Run notedown input.ipynb –to markdown > output.md
Submit the .md file for review.

Notebook Guidelines:

Less is better. Only show the code that needs people’s attention.
Have a block upfront about the key takeaway of the notebook.
Explain the motivation of the notebook to guide readers. Add figures if they help.
Try to have < 10 lines of code per block, < 100 lines of code per notebook.
Hide uninteresting complex functions in .py and import them.
Hide uninteresting model parameters. We can make some of them default parameters in model definition. Maybe out of 30 we just show 5 interesting ones and pass those to model constructor.
Only import module instead of classes and functions (i.e. from gluonnlp import model and use model.get_model, instead of from gluonnlp.model import get_model)
Make tutorials more engaging, interactive, prepare practice questions for people to try it out. For example, for embedding evaluation, we can ask questions to the audience like what’s the most similar word to xxx.
Make sure the notebook can be zoomed in and still render well. This helps accommodate different viewing devices.
For low level APIs such as BeamSearch and Scorer, explain the API with examples so ppl know how to play with it / hack it.

Contribute new API¶

There are several different types of APIs, such as model definition APIs, public dataset APIs, and building block APIs.

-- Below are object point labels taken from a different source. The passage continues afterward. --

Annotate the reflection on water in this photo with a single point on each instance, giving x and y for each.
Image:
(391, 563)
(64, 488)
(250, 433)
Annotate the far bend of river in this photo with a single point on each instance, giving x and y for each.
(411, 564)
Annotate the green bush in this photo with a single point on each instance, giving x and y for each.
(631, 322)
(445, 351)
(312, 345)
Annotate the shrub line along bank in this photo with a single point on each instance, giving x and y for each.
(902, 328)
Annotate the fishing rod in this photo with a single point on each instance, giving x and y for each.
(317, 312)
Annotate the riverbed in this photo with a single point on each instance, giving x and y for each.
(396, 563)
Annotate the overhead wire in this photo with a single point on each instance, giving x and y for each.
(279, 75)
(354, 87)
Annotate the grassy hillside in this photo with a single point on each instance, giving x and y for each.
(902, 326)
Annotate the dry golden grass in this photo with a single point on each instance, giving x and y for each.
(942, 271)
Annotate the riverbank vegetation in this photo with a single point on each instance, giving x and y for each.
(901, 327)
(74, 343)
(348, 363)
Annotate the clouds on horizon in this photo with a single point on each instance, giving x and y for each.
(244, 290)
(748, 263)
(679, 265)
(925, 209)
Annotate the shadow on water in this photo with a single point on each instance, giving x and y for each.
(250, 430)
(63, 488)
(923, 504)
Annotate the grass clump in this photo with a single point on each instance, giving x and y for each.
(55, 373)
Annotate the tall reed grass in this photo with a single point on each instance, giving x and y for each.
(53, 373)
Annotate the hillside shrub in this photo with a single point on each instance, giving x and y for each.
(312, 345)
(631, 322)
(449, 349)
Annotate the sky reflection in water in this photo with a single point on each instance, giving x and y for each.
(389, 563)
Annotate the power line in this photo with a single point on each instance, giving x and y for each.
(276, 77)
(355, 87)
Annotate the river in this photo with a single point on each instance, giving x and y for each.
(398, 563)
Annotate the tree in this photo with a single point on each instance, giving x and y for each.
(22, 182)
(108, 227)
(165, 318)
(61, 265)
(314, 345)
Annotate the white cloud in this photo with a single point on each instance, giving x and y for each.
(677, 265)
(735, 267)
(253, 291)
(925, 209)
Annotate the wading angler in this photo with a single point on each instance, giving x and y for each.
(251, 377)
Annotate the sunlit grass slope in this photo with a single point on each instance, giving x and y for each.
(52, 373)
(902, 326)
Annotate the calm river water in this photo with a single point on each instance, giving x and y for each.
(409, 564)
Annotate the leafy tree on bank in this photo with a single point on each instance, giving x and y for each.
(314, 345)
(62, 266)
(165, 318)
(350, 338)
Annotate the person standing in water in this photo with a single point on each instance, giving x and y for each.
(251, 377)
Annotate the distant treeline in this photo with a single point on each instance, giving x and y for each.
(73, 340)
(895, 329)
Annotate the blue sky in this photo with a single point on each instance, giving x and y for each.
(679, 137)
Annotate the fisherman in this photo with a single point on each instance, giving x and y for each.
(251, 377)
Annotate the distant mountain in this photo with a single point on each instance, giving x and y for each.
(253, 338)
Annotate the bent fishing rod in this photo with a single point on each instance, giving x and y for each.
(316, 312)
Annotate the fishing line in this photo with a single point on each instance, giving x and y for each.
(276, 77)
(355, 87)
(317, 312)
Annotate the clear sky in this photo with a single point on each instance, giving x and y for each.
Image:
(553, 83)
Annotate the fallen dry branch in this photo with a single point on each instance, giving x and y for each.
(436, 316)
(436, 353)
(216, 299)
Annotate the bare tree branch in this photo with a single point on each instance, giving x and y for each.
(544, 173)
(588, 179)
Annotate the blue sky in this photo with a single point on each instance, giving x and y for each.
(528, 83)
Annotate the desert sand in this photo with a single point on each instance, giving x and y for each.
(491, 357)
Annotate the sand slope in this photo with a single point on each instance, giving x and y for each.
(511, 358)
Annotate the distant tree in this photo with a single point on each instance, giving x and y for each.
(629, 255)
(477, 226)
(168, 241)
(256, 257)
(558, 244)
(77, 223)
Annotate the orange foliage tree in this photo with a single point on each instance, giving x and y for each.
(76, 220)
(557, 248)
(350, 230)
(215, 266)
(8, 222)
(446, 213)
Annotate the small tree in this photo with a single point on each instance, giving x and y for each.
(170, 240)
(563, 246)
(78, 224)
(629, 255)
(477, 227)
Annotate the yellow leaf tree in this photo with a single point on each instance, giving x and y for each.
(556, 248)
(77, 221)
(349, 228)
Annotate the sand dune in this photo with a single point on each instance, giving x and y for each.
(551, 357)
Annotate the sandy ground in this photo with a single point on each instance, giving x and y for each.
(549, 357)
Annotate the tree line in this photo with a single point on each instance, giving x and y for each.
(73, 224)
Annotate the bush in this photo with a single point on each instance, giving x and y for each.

Model definition APIs facilitate the sharing of pre-trained models. If you’d like to contribute models with pre-trained weights, you can open an issue and ping committers first, we will help with things such as hosting the model weights while you propose the patch.

Public dataset APIs facilitate the sharing of public datasets. Like model definition APIs, if you’d like to contribute new public datasets, you can open an issue and ping committers and review the dataset needs. If you’re unsure, feel free to open an issue anyway.

Finally, our data and model building block APIs come from repeated patterns in examples. It has the highest quality bar and should always starts from a good design. If you have an idea on proposing a new API, we encourage you to draft a design proposal first, so that the community can help iterate. Once the design is finalized, everyone who are interested in making it happen can help by submitting patches. For designs that require larger scopes, we can help set up GitHub project to make it easier for others to join.

Contribute Docs¶

Documentation is at least as important as code. Good documentation delivers the correct message clearly and concisely. If you see any issue in the existing documentation, a patch to fix is most welcome! To locate the code responsible for the doc, you may use “Edit on Github” in the top right corner, or the “[source]” links after each API. Also, git grep works nicely for searching for a specific string.